An authoritative introduction to the roles of switching and transmission in broadband integrated services networks
Principles of Broadband Switching and Networking explains the design and analysis of switch architectures suitable for broadband integrated services networks, emphasizing packet-switched interconnection networks with distributed routing algorithms. The text examines the mathematical properties of these networks, rather than specific implementation technologies. Although the pedagogical explanations in this book are in the context of switches, many of the fundamental principles are relevant to other communication networks with regular topologies.
After explaining the concept of the modern broadband integrated services network and why it is necessary in today's society, the book moves on to basic switch design principles, discussing two types of circuit switch design—space domain and time domain—and packet switch design. Throughput improvements are illustrated by some switch design variations such as Speedup principle, Channel-Grouping principle, Knockout principle, and Dilation principle.
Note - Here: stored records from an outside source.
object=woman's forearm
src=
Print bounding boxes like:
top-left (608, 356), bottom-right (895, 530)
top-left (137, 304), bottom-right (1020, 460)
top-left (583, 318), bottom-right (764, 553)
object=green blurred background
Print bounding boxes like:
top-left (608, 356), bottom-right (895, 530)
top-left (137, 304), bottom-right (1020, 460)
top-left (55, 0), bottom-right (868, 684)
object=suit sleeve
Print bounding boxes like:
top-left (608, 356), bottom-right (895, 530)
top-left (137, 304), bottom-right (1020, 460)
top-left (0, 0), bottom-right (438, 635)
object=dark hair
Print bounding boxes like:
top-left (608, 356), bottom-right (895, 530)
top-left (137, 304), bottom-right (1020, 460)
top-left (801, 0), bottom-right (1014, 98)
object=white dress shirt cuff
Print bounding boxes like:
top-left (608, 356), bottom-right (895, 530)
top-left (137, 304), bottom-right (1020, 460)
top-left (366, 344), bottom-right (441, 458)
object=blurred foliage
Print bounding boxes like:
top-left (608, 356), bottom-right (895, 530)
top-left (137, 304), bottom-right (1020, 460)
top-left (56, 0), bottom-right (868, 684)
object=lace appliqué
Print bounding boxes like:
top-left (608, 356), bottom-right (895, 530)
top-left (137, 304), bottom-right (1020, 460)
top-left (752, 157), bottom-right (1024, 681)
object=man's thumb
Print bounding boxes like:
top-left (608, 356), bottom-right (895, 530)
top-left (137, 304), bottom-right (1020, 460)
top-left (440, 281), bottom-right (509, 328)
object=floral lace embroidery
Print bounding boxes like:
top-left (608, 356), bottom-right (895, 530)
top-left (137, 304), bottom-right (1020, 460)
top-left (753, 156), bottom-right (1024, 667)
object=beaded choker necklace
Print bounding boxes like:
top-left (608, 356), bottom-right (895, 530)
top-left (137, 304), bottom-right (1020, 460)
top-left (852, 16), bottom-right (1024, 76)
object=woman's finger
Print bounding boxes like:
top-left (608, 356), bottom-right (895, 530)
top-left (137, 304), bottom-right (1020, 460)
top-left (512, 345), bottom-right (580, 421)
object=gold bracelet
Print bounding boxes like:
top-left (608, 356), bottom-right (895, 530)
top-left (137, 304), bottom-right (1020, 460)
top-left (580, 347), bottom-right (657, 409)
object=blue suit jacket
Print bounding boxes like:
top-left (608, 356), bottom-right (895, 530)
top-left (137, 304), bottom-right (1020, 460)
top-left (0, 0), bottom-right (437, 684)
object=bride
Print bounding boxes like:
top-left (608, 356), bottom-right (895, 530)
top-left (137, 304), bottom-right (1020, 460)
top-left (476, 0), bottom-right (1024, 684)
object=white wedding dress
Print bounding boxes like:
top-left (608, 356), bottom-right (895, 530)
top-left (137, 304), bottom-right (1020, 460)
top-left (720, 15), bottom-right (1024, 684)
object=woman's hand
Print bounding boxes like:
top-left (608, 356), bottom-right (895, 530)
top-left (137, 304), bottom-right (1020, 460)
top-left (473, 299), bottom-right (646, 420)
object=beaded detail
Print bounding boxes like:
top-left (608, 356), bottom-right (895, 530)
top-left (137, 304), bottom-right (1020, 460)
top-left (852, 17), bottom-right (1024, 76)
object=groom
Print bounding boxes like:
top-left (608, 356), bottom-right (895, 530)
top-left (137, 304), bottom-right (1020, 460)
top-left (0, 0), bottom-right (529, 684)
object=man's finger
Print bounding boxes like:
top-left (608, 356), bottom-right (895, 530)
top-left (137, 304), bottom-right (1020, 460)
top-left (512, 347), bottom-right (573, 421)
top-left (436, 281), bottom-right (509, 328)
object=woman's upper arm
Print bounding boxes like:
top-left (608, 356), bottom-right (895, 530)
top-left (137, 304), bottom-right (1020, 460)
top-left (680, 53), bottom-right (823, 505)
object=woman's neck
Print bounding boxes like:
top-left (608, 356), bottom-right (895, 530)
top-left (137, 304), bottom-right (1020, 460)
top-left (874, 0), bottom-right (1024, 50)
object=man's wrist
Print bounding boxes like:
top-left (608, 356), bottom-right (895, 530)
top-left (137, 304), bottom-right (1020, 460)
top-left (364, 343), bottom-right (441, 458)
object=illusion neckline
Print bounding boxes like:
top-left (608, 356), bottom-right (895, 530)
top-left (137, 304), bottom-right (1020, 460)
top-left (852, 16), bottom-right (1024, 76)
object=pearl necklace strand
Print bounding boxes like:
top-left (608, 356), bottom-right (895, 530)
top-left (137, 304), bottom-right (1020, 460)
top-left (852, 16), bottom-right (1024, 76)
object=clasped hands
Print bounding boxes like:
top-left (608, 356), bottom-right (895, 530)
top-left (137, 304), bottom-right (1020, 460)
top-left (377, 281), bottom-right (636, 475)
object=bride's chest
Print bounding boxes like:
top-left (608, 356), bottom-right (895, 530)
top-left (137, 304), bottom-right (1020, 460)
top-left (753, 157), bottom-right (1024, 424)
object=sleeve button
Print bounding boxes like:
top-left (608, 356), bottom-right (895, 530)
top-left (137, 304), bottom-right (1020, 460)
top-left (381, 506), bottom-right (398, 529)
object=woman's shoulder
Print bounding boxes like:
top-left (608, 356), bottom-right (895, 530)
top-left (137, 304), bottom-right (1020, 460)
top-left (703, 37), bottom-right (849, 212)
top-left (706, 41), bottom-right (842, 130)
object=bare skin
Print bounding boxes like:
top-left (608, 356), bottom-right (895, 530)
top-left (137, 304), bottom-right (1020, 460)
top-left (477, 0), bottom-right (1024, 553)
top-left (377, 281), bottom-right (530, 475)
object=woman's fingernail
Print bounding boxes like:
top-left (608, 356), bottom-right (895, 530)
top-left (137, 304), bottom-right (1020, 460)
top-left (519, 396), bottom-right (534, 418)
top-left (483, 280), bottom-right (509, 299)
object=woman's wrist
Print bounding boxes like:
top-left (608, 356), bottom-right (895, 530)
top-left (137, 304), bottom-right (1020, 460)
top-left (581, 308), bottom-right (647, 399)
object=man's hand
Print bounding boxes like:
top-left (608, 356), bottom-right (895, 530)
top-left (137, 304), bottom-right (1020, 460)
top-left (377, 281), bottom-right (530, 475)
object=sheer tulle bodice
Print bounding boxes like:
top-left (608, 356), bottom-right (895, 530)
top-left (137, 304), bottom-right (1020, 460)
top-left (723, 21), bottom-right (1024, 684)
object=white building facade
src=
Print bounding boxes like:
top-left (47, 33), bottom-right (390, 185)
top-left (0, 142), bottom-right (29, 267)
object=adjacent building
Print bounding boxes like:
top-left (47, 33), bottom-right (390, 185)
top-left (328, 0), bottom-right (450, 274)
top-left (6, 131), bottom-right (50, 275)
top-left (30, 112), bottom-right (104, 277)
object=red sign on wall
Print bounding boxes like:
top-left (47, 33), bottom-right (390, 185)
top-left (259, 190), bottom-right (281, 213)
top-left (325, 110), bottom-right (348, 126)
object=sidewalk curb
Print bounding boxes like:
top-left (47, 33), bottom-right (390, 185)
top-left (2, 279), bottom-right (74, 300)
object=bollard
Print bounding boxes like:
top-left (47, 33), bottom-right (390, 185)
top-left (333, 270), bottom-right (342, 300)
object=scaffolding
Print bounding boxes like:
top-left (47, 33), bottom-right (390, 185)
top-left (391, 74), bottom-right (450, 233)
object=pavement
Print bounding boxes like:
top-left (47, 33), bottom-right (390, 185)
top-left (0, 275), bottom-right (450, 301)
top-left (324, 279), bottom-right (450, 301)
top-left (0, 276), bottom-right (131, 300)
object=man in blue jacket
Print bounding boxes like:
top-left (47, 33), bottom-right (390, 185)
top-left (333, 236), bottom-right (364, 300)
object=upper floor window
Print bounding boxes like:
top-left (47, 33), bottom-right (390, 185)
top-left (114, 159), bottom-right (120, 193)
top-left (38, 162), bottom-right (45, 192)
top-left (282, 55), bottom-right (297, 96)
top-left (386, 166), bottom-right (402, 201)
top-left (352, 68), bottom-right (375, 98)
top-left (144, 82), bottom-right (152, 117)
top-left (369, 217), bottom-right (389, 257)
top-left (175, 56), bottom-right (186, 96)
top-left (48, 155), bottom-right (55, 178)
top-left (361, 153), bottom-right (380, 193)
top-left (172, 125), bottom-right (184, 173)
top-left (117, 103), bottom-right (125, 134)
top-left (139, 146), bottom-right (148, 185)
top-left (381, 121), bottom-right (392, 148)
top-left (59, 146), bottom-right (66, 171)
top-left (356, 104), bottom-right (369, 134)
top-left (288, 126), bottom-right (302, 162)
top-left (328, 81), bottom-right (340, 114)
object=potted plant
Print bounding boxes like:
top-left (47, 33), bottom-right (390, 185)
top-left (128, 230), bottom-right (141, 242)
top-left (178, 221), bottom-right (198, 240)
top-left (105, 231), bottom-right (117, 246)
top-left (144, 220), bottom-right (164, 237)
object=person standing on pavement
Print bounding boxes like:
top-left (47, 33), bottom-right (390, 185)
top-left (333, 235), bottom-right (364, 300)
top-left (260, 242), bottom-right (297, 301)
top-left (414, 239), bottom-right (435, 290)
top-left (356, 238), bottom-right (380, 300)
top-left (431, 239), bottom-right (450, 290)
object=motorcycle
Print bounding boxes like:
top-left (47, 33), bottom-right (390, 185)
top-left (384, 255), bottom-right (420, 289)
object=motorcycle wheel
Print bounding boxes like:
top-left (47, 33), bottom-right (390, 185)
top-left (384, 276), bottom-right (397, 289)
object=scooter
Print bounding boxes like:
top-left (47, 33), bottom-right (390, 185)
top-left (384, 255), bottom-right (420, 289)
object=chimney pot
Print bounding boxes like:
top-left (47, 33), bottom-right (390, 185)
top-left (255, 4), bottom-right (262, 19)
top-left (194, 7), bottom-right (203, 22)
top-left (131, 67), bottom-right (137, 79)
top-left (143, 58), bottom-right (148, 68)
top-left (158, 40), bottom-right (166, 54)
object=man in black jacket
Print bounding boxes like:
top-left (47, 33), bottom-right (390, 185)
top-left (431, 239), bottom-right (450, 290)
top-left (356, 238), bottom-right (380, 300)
Moving seamlessly into advanced switch design principles, the book covers switch scalability, switch design for multicasting, and path switching. Then the focus moves to broadband communications networks that make use of such switches. Readers receive a detailed introduction on how to allocate network resources and control traffic to satisfy the quality of service requirements of network users and to maximize network usage. As an epilogue, the text shows how transmission noise and packet contention have similar characteristics and can be tamed by comparable means to achieve reliable communication.
Principles of Broadband Switching and Networking is written for senior undergraduate and first-year postgraduate students with a solid background in probability theory.